Tim Peters tpeters@beopen.com
Fri, 30 Jun 2000 12:38:21 -0400


[Andrew Kuchling]
> ...
> This is for compatibility with Python string literals:
>
> kronos Python-1.6>./python
> >>> '\x00fffffff'
> '\377'
> >>> u'\x00fffffff'
> u'\uFFFF'
>
> (Where do these semantics come from, BTW?  C's \x seems to take any
> number of hex digits but then reports an error if the character is
> greater than 256, too large to fit into a byte.)
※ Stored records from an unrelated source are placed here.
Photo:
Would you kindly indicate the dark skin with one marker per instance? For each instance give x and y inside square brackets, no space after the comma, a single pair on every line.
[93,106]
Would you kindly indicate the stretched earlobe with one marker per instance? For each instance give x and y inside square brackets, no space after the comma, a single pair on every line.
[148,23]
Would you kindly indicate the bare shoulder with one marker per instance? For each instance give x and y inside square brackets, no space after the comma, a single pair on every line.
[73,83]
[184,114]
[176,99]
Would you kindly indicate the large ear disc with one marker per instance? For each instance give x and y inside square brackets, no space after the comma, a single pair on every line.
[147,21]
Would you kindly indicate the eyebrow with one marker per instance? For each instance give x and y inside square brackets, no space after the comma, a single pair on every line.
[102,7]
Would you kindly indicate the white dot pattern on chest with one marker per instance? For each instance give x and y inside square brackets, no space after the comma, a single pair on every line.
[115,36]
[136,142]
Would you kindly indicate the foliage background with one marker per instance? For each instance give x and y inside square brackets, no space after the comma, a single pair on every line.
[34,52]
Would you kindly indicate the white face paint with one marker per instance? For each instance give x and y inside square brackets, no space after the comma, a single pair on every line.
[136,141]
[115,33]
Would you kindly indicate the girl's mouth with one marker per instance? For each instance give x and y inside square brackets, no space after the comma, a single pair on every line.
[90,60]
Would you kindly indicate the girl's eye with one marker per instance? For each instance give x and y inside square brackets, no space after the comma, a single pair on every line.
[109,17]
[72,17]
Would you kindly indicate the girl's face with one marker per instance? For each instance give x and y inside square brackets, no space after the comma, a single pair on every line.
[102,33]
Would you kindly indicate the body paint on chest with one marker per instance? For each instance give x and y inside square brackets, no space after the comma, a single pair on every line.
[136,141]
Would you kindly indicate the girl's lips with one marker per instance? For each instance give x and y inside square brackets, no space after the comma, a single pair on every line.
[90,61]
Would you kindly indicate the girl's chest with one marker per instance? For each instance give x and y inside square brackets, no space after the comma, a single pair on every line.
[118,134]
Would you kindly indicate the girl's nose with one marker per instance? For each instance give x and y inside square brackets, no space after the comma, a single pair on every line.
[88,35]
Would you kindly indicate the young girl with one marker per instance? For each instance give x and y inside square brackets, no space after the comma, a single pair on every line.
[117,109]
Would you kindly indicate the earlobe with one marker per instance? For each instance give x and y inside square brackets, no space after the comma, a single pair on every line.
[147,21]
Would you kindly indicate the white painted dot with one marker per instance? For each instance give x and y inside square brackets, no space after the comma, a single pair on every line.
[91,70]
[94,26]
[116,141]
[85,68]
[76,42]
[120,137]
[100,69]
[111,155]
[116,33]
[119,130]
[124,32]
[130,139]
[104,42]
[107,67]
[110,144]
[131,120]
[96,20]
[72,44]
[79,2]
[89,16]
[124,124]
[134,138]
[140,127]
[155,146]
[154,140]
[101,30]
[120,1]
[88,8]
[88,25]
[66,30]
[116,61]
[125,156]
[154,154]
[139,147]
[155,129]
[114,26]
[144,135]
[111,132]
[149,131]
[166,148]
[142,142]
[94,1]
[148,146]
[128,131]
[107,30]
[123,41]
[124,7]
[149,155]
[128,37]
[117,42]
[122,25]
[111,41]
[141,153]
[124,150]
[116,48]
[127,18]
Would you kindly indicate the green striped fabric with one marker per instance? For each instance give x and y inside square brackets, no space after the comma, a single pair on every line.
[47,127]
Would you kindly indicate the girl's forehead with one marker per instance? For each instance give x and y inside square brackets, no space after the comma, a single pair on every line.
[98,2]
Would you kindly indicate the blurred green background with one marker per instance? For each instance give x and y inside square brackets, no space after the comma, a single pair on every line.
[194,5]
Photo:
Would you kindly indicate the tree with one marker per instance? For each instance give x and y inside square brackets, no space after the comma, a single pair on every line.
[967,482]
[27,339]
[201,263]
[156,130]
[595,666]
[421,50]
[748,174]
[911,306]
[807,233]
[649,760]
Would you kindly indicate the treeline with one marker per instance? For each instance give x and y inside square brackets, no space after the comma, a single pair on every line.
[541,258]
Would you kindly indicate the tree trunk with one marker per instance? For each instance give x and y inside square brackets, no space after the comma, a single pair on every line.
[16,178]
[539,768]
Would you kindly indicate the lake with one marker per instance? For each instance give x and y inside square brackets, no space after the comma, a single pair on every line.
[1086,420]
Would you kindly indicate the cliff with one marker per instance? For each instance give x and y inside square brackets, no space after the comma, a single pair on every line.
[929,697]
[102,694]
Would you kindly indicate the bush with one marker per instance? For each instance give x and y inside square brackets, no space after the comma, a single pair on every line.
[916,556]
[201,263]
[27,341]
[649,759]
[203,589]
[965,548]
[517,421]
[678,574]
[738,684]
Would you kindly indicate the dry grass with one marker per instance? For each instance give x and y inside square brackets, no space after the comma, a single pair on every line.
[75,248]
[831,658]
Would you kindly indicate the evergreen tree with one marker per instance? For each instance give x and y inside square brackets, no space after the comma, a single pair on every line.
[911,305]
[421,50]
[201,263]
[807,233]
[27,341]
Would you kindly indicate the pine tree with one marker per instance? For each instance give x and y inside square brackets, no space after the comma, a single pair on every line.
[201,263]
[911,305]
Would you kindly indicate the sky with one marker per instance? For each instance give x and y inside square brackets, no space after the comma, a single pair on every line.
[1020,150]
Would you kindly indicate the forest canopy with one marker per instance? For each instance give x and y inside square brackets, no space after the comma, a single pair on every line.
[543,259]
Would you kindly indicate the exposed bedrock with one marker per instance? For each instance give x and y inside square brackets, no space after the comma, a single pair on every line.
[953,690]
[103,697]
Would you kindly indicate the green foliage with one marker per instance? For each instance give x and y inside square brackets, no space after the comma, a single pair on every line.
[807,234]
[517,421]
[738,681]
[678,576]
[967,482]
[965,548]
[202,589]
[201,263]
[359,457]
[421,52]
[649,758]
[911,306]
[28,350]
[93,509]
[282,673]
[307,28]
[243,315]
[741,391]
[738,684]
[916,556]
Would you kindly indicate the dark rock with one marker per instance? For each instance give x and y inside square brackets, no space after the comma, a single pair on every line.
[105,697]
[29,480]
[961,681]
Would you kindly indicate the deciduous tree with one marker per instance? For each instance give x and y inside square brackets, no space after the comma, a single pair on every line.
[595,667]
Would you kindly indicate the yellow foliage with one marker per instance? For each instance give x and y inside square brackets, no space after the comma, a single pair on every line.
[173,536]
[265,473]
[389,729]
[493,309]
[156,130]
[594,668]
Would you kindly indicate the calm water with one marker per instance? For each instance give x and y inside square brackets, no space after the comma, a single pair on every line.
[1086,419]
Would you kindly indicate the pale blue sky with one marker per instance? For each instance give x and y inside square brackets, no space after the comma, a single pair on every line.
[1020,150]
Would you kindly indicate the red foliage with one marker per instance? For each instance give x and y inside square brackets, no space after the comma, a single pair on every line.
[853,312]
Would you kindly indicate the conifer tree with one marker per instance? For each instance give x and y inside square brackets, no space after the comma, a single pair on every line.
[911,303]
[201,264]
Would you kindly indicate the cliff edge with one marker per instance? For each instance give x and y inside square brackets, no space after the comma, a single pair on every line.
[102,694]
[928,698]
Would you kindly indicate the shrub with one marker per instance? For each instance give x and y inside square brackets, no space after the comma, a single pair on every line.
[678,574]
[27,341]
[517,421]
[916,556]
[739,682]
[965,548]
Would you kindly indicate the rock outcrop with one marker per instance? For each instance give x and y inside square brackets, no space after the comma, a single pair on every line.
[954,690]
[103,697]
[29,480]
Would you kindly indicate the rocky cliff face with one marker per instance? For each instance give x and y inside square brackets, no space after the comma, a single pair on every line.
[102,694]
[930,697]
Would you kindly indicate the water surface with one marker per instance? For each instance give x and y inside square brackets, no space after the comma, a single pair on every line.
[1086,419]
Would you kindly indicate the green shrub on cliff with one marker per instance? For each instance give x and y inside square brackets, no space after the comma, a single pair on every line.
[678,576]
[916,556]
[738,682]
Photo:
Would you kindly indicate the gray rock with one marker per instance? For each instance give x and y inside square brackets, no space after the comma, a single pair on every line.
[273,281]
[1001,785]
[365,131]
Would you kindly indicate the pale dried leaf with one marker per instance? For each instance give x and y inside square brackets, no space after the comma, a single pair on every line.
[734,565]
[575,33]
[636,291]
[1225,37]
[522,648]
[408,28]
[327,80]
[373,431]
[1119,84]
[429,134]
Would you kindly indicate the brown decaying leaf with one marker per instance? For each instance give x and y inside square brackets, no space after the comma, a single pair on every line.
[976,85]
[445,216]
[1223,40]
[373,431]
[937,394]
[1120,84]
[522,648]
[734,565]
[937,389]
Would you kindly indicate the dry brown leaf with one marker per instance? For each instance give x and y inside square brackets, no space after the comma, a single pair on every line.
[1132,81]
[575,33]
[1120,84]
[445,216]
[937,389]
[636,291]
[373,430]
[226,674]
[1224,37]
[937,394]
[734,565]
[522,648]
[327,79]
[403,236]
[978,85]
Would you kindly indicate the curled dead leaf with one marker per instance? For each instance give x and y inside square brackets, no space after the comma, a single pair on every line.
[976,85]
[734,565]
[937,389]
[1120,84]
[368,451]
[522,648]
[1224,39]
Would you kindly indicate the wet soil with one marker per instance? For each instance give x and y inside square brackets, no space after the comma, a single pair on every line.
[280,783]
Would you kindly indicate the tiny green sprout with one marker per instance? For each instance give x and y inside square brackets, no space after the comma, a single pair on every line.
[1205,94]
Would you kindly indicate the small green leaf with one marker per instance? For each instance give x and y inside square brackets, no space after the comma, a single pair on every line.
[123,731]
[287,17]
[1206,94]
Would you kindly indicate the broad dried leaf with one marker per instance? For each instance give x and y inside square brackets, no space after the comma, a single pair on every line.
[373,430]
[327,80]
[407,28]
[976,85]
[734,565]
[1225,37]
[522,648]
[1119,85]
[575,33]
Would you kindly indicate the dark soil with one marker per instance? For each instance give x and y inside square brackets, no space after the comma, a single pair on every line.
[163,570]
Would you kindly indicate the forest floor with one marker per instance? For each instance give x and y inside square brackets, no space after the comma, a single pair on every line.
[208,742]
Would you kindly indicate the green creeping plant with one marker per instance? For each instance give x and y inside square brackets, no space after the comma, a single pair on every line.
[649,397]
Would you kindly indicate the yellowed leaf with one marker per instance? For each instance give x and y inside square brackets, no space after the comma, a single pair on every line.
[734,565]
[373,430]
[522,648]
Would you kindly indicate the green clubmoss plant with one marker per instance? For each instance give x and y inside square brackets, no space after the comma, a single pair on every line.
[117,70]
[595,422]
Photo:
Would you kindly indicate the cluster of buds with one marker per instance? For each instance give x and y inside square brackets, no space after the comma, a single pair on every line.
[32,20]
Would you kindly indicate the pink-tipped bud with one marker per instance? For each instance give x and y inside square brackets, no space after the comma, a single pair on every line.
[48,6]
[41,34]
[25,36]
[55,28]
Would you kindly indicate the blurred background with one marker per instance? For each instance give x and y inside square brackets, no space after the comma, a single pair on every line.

The behavior of \x in C is mostly implementation-defined.  The committee
knew that C had to do *something* to support "large characters" down the
road, but in those early days they had no clear idea exactly what.  So,
rather than do something sensible <0.5 wink>, they invented a perfectly
general mechanism without portable semantics.  "C itself" isn't complaining
if the character "is greater than 256", it's the specific implementation of
C you're using that's complaining.  A different implementation is free to (&
probably will!) do something different.

Guido adopted the most commonly implemented semantics (ignore all but the
last byte) in Python, apparently under the delusion that this would be a
Good Thing <wink>.  Marc-Andre followed suit by generalizing this madness to
Unicode.

> Note that the \u escape for Unicode characters uses exactly 4 digits,
> no more, no less.

I pushed for that obnoxiously.  Glad you appreciate it <wink>.  Java does
the same.

> It would certainly be simpler and clearer to only support a fixed
> number of digits with \x, since I find the casting down behaviour is
> magical and not obvious.

Yes, it's basically nuts.

> But I don't know if we want to make that change now.

No from me, because it may break stuff.  Wait for Python 2.0 <ahem>.

> (Guido now realizes the downside to numbering it 2.0, as everyone
> hurries to suggest their favorite backward-incompatible change.)

Guido always realized that, I believe.  It's a "least of evils" kind of
thing, mixed with a celebration, not a pure win.

> That doesn't help with regexes, of course, since a pattern might be
> written as a regular string but be intended to match Unicode.  Maybe
> the simplest rule is the best; always take 4 digits, even if it winds
> up being incompatible with the \x in string literals.

I vote for backward compatibility for now, and not only because that will
irritate /F the most.